迂回ルートは山道で、カーブだらけで、めちゃくちゃしんどかった……
だけどきれいな景色がいっぱいあった。
景色を眺めながら車を走らせていたら現れた、一面のススキ。
カーブに失敗して荷物が錯乱したときに、慌てて止まった待避所の景色。
そんなこんなで2時間のドライブもあっという間でした。
さて、今日のキャンプ場です。
無料のフリーダムキャンプ場に行く予定だったのだけれど、なんと辿り着けず……
環境省(DOC)のホームページを見る限り、回り道をすれば辿り着けそうだったのに無理でした。
すでに辺りは真っ暗、どうしよう!
と慌てて近くのキャンプ場を調べるも、なんだか全て高い……
その中で唯一値段が書いていなかったキャンプ場に滑り込むことにしました。
そうしたら、ここがね、
今まで一番、
一番の一番、理解できない値段だったんです……
一晩34ドル(2400円)だったんだよ!? 信じられない!
しかもシャワーは有料だから、トイレとキッチンを少し借りるだけなのに!!
本当に理解できない……
同じ設備で基本の相場は10ドルだよ……
34ドルだったら、下手したらホテルの個室借りられる値段だよ〜!
こんなところがあるんだ……やっぱり調べるべきだった……
普段だったら値段を聞いて絶対やめるんだけど、この日は私が来たことでわざわざ開けてくれた(ちょうどオフィスを閉めたところで、私に気付いてもう一度開けてくれた)こともあり引き下がれず。
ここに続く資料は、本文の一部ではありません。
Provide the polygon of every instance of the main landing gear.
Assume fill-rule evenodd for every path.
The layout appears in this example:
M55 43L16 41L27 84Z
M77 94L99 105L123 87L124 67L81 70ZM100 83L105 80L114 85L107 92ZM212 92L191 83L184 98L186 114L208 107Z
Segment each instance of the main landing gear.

間違いなく悪いのはちゃんと調べなかった私で、スタッフはとても親切だったから、一晩くらい……と泊まることにした。
適当にそこら辺の道路で寝て200ドルの罰金取られるよりはマシだもんね。
でも、一晩車を駐車するだけで34ドル…………
モヤモヤを抱えまくりながら眠りについた。
フリーWi-Fiがあるのは少し嬉しかったけど、それもすごく弱くてほとんど使い物にならない。